Parfois certaines initiatives m'échappent. Ainsi, qu'est-ce qui peut motiver un label à rééditer un album poussiéreux paru initialement en 1971 d'un groupe de seconde zone pratiquant une musique confidentielle et tellement datée qu'elle en paraît complètement démodée pour des oreilles contemporaines ? Un certain goût du masochisme ou une passion viscérale pour un genre passé de mode ? Pas l'illusion d'en tirer un quelconque profit, j'espère.
"Cottonwoodhill" est le premier album de Brainticket, un groupe qui donne dans le Krautrock psychédélique obsessionnel. L'album a la durée moyenne des disques de l'époque, donc relativement courte comparée aux productions contemporaines. Etant donné le contenu musical, cette brièveté est l'une des rares qualités à mettre au crédit de cet opus dont les trois-quarts sont occupés par une longue suite découpée en deux parties.
Difficile d'ailleurs de comprendre pourquoi 'Brainticket' se voit découpé en 'Part 1' et 'Part 2' si ce n'est la limite technique imposé par le support vinyle à l'époque. Car musicalement l'inspiration (enfin, c'est un bien grand mot !) est la même. Sur le même gimmick basse/batterie/guitare/orgue qui tourne inlassablement en boucle durant 26 minutes ou presque, le groupe s'amuse à faire un collage de tous les bruits qui lui sont tombés sous la main : on entend ainsi tour à tour des bruits de moteurs, cris de foule, sonneries, rires, sifflements, hurlements, voix parasitées, bruits de machines, de mitraillettes, déflagrations, cris de singe, les deux premières mesures de la 5ème symphonie de Beethoven, des bourdonnements, chœurs, cliquetis, bruits de chasse d'eau, de marteau-piqueur, et enfin des bruits de frein précédant une collision qui vous informe que votre supplice est terminé.

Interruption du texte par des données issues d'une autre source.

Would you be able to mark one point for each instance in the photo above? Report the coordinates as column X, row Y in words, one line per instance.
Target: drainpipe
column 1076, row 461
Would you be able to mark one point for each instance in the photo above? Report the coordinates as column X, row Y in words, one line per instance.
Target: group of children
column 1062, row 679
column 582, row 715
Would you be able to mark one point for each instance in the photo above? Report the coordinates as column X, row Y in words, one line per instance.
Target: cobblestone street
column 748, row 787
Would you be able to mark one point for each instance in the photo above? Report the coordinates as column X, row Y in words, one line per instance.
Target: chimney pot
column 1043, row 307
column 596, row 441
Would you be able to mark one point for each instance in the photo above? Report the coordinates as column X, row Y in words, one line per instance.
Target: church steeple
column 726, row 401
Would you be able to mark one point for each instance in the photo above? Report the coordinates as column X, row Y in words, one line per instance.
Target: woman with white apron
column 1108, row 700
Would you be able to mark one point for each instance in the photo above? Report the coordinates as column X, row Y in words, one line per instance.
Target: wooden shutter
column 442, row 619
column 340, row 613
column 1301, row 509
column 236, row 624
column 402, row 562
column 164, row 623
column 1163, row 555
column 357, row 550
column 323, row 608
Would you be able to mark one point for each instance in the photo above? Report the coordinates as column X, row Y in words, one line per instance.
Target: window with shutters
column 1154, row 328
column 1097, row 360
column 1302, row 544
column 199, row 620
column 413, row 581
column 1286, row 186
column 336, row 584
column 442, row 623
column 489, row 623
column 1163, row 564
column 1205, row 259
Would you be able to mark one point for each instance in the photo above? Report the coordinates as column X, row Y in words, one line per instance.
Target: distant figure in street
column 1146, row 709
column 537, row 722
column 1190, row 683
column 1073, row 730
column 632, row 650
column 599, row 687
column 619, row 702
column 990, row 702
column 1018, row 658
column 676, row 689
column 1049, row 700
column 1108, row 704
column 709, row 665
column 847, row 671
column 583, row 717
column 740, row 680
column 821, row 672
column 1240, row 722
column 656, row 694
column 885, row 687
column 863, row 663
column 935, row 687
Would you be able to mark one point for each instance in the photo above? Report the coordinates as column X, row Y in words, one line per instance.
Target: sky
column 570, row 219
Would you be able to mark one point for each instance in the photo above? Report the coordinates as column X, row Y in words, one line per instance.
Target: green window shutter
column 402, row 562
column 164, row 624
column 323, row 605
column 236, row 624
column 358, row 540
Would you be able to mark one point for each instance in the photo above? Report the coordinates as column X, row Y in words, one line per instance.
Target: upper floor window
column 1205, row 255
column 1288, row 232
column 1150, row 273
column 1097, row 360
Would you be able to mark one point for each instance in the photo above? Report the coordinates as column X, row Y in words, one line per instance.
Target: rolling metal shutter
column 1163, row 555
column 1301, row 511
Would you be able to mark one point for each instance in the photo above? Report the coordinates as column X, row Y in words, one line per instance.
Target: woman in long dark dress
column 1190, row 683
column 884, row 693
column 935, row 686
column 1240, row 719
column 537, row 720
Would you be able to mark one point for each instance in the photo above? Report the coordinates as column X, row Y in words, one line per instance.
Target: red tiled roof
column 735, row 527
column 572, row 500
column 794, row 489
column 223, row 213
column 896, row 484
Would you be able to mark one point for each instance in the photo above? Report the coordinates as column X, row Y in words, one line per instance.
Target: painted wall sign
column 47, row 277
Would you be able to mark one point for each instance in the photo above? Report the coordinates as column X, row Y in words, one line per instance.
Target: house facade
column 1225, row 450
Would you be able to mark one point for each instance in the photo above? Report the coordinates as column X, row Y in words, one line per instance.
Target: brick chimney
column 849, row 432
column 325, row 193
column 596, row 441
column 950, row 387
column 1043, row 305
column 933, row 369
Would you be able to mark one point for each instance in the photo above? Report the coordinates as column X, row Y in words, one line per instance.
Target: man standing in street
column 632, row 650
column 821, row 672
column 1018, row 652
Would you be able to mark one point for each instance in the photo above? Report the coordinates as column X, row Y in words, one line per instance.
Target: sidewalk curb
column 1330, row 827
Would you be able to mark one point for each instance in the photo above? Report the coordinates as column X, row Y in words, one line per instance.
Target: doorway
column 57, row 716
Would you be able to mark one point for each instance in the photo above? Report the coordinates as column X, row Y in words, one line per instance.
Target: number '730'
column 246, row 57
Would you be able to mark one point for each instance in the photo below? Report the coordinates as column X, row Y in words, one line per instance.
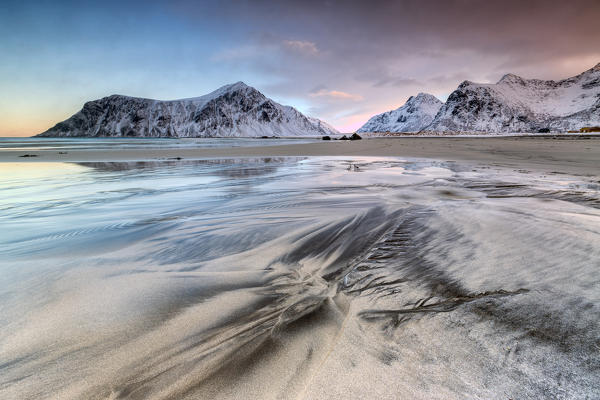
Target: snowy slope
column 417, row 113
column 515, row 104
column 235, row 110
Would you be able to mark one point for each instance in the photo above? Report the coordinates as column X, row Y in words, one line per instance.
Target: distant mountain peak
column 234, row 110
column 511, row 78
column 515, row 104
column 414, row 115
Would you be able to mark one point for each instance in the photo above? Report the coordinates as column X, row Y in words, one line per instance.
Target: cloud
column 302, row 46
column 335, row 95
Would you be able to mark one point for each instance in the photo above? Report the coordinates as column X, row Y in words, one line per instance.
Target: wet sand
column 458, row 268
column 576, row 154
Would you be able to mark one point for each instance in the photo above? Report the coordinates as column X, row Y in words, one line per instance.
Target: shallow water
column 297, row 278
column 81, row 143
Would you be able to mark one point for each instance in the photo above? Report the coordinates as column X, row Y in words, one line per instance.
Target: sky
column 341, row 61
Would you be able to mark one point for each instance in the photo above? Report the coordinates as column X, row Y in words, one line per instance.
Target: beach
column 422, row 268
column 571, row 152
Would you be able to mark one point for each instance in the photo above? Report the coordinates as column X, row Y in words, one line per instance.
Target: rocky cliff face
column 236, row 110
column 515, row 104
column 416, row 114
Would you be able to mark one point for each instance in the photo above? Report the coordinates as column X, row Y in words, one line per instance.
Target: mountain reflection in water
column 297, row 278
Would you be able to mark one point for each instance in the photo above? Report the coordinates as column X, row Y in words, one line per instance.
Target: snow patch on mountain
column 515, row 104
column 416, row 114
column 235, row 110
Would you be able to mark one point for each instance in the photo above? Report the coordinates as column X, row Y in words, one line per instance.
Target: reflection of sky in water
column 58, row 144
column 139, row 266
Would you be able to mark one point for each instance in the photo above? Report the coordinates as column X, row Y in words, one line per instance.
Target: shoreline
column 567, row 154
column 556, row 150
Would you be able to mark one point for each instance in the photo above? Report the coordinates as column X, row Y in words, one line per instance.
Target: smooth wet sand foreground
column 305, row 277
column 571, row 153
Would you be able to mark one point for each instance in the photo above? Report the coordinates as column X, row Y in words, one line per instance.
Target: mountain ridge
column 234, row 110
column 513, row 104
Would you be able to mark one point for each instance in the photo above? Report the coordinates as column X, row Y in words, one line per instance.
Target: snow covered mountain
column 416, row 114
column 515, row 104
column 235, row 110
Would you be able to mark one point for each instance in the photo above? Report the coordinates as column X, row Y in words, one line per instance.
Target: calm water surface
column 155, row 279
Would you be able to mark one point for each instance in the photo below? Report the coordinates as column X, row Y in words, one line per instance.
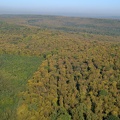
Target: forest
column 59, row 68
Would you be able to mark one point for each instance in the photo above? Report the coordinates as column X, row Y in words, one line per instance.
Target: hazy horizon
column 75, row 8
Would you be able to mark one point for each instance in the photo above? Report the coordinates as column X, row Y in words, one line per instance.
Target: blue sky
column 61, row 7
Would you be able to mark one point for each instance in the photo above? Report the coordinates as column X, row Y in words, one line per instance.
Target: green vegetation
column 59, row 68
column 14, row 72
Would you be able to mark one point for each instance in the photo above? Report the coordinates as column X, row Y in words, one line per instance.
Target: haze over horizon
column 62, row 7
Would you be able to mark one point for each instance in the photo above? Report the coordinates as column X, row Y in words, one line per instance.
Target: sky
column 61, row 7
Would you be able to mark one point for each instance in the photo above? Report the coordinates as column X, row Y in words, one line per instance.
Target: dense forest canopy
column 59, row 68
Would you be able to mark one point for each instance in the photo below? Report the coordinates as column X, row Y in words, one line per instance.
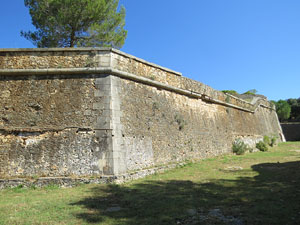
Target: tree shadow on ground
column 271, row 197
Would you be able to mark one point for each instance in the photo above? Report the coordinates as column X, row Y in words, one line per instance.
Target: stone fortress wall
column 89, row 112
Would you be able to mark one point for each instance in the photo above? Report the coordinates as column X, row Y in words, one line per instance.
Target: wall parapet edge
column 172, row 80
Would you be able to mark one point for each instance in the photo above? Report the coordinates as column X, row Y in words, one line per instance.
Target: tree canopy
column 70, row 23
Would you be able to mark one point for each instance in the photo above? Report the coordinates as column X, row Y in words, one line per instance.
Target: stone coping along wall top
column 61, row 61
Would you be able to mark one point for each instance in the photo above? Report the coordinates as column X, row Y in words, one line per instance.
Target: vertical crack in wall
column 109, row 126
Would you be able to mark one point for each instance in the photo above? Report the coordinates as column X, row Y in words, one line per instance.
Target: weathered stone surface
column 123, row 121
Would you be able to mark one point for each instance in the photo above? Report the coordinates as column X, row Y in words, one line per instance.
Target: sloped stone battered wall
column 93, row 112
column 291, row 131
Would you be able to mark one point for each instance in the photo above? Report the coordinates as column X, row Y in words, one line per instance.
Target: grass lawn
column 256, row 188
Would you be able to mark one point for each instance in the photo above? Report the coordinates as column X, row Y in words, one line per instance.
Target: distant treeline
column 288, row 110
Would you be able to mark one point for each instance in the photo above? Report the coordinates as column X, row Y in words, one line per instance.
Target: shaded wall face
column 46, row 126
column 291, row 131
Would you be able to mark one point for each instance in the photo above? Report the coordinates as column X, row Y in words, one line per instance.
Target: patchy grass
column 256, row 188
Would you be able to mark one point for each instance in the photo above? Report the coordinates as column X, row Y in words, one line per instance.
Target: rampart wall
column 291, row 131
column 98, row 111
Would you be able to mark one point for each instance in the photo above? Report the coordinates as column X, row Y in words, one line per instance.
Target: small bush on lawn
column 239, row 147
column 267, row 140
column 262, row 146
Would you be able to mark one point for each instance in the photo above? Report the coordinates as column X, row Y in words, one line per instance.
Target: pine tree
column 70, row 23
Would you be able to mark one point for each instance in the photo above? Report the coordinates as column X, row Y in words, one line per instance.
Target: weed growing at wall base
column 262, row 146
column 239, row 147
column 238, row 189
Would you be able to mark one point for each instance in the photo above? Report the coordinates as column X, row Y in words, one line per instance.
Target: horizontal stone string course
column 92, row 113
column 72, row 71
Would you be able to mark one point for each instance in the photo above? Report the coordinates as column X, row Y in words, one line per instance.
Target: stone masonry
column 93, row 112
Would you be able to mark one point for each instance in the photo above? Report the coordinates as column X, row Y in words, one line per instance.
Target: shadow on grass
column 272, row 197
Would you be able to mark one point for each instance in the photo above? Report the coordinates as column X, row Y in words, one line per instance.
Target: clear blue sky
column 226, row 44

Pas de chant mais la voix sensuelle de Dawn Muir (deuxième bon point) qui se lance dans un discours exalté et essoufflé sur la 'Part 2' tandis qu'elle simule ce qui ressemble fort à un orgasme bruyant sur la 'Part 1', très Love, Peace and Freedom des années 70. Les deux autres titres sont anecdotiques, très répétitifs également, peuplés de riffs de guitare acides, d'orgues saturées d'un autre âge et de voix trafiquées, 'Places Of Light' étant quelque peu sauvé par les volutes d'une flûte légère.
Le côté expérimental et hypnotique, pour ne pas dire lassant, de "Cottonwoodhill" pouvait paraître osé lors de sa sortie, même si l'on faisait nettement plus novateur et intéressant à cette époque. Aujourd'hui, sa musique très datée a largement dépassé la date de péremption.